Think about who you would be hurting, if you choose to drink and drive. Drinking and Driving affects all of the people involved not just the family of the person you could kill, it affects the drunk driver’s family, friends, and loved ones too.
The choice to drink and drive is never a smart one, please think about who your choice is going to hurt when things go horribly wrong. Think about who is going to tell your family, you aren’t coming home.

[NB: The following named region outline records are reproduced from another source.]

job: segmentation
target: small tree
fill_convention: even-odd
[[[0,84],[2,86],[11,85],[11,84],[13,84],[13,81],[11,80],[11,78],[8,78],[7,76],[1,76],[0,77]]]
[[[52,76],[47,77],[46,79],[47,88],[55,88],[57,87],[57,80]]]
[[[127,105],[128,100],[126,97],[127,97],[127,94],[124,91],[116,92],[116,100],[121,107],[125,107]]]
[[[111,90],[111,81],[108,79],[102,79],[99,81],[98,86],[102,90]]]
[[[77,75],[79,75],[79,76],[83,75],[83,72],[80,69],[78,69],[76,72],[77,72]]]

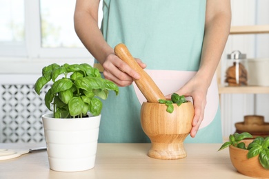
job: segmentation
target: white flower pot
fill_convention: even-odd
[[[83,118],[42,116],[50,168],[79,171],[93,168],[101,115]]]

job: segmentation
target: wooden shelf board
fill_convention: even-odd
[[[232,26],[230,34],[248,34],[269,33],[269,25]]]
[[[219,86],[219,94],[269,94],[269,87],[242,86],[226,87]]]

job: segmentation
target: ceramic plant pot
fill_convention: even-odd
[[[143,103],[141,109],[143,130],[151,140],[148,155],[158,159],[186,157],[183,141],[190,134],[194,116],[191,102],[179,107],[173,104],[174,112],[166,112],[165,104]]]
[[[42,116],[50,168],[79,171],[93,168],[101,115],[83,118]]]
[[[246,146],[248,146],[253,140],[243,140]],[[247,158],[248,150],[241,149],[234,146],[229,146],[230,158],[232,165],[241,174],[259,178],[269,178],[269,170],[264,169],[260,164],[258,156]]]

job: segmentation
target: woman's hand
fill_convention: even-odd
[[[140,59],[135,59],[142,68],[146,67]],[[134,79],[139,79],[140,75],[132,70],[124,61],[114,54],[109,54],[102,64],[103,76],[106,79],[113,81],[119,87],[125,87],[132,84]]]
[[[184,95],[186,97],[191,96],[195,108],[195,116],[192,120],[192,128],[190,131],[190,136],[194,138],[198,131],[199,127],[203,121],[204,110],[206,105],[206,95],[209,85],[195,76],[186,84],[175,93],[179,95]],[[171,94],[166,96],[171,98]]]

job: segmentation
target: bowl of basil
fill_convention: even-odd
[[[240,173],[269,178],[269,137],[253,138],[248,132],[230,135],[230,141],[219,149],[229,147],[232,165]]]

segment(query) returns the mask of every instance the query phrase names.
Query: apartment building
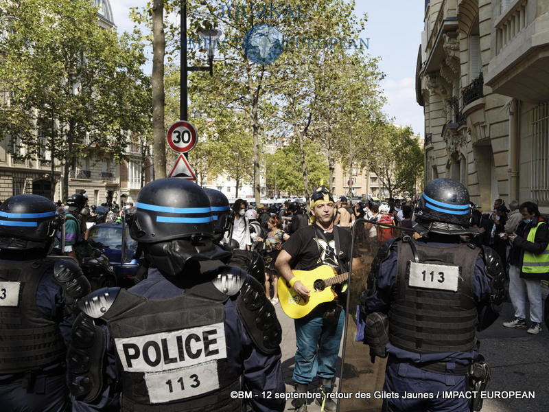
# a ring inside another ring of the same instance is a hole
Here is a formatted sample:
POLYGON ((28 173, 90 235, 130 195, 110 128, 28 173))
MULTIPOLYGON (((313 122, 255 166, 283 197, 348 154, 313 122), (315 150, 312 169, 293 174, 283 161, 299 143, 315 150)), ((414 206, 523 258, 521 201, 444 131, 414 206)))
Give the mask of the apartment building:
POLYGON ((549 1, 426 0, 416 93, 425 181, 465 184, 484 209, 549 214, 549 1))
MULTIPOLYGON (((98 24, 106 30, 115 30, 109 0, 94 0, 99 7, 98 24)), ((0 98, 8 98, 4 93, 0 98)), ((58 125, 56 125, 58 126, 58 125)), ((21 194, 51 197, 51 156, 48 150, 47 130, 51 125, 36 125, 38 141, 43 144, 33 159, 25 159, 25 148, 17 140, 0 141, 0 201, 21 194)), ((142 145, 138 137, 130 139, 126 148, 128 161, 114 161, 108 152, 92 144, 84 155, 69 170, 69 194, 86 190, 90 204, 104 203, 109 194, 117 203, 135 202, 141 185, 152 180, 152 145, 142 145)), ((62 172, 58 163, 54 165, 54 194, 52 200, 62 200, 62 172)))

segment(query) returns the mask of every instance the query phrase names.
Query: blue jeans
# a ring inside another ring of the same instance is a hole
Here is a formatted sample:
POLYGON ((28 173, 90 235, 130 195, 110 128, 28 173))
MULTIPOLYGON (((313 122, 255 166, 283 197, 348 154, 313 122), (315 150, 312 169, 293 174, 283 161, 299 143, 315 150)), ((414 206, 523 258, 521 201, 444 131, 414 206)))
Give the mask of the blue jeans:
POLYGON ((335 328, 325 325, 321 316, 295 319, 294 382, 309 383, 317 374, 319 378, 334 377, 344 323, 344 310, 335 328))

Please remember to never drink and drive, the life you save just might be your own.

Mia

On my birthday on July 6, 2014 my uncle and a close family friend died because of a drunk driving accident. My uncle, my cousin and his friend were on the highway driving back from a July Fourth trip. A large truck going 50 mph more than my uncle hit his truck. The two people in the truck were drunk. It took more than three hours to free my uncle, but he was already dead as was our close family friend. My cousin is the only survivor of the two vehicles. I am sharing this story with you as a way to cope and to ask you to never ever drive drunk.

Yasmin

On February 9th, 2013, my life changed. Through a series of unfortunate events, a bunch of friends and I ended up in a ditch on the side of the road in front of a strangers yard. It was 1am and we were in the middle of a snow storm. We were careful for cars zooming on the slick snowy roads, and made sure to not stand too close to the roads. But all of our precaution wasn’t enough. After about half an hour to 45 minutes of being stranded, I remember hearing my friend scream. I don’t remember what I was doing or where exactly I was standing at that moment, but the only thing I remember was seeing a white sedan coming straight at me. The way the driver swerved off the road almost seeming like it was intentional. She wasn’t driving recklessly until she was  close to us. There was nothing i could do. The car and my body collided. Nothing was in slow motion. It was fast and dark. I almost felt like or at least my perception was that I was run over, because of how dark it all seemed. Next thing I knew, I was laying in the snow behind everyone. I was the first person to get hit and I was thrown the farthest away from my initial impact. What pursued was the normal screaming, crying, and dialing of 911. I wasn’t in noticeable pain initially, but i couldn’t move. I wiggled my toes and my fingers to make sure I wasn’t paralyzed. That night was terrifying. I was carried inside to wait for the ambulance to come. I have never been in so much pain. I knew there was something wrong with my shoulder. I was told not to go to sleep in the ambulance out of fear of not waking up. My arm was so swollen, my coat had to be cut off. I wasn’t given any painkillers because they thought I was still 17 years old and needed my parents permission apparently, but even though they thought I was still 17, they never even tried to get in contact with my family. I was alone. I tried having my friends mother contact my family. No one answered. The first person that answered the phone was my stepmother, who lives in florida. The accident was in Pennsylvania. I had completely fractured my upper humerus, shattered the head of my humerus and dislocated my shoulder. I had surgery and have a metal plate in a arm as well as this huge scar since I didn’t heal very well. Even though it is still a year and a half later I am still dealing with the whole legal process. It was her second DUI, and all I want is an apology.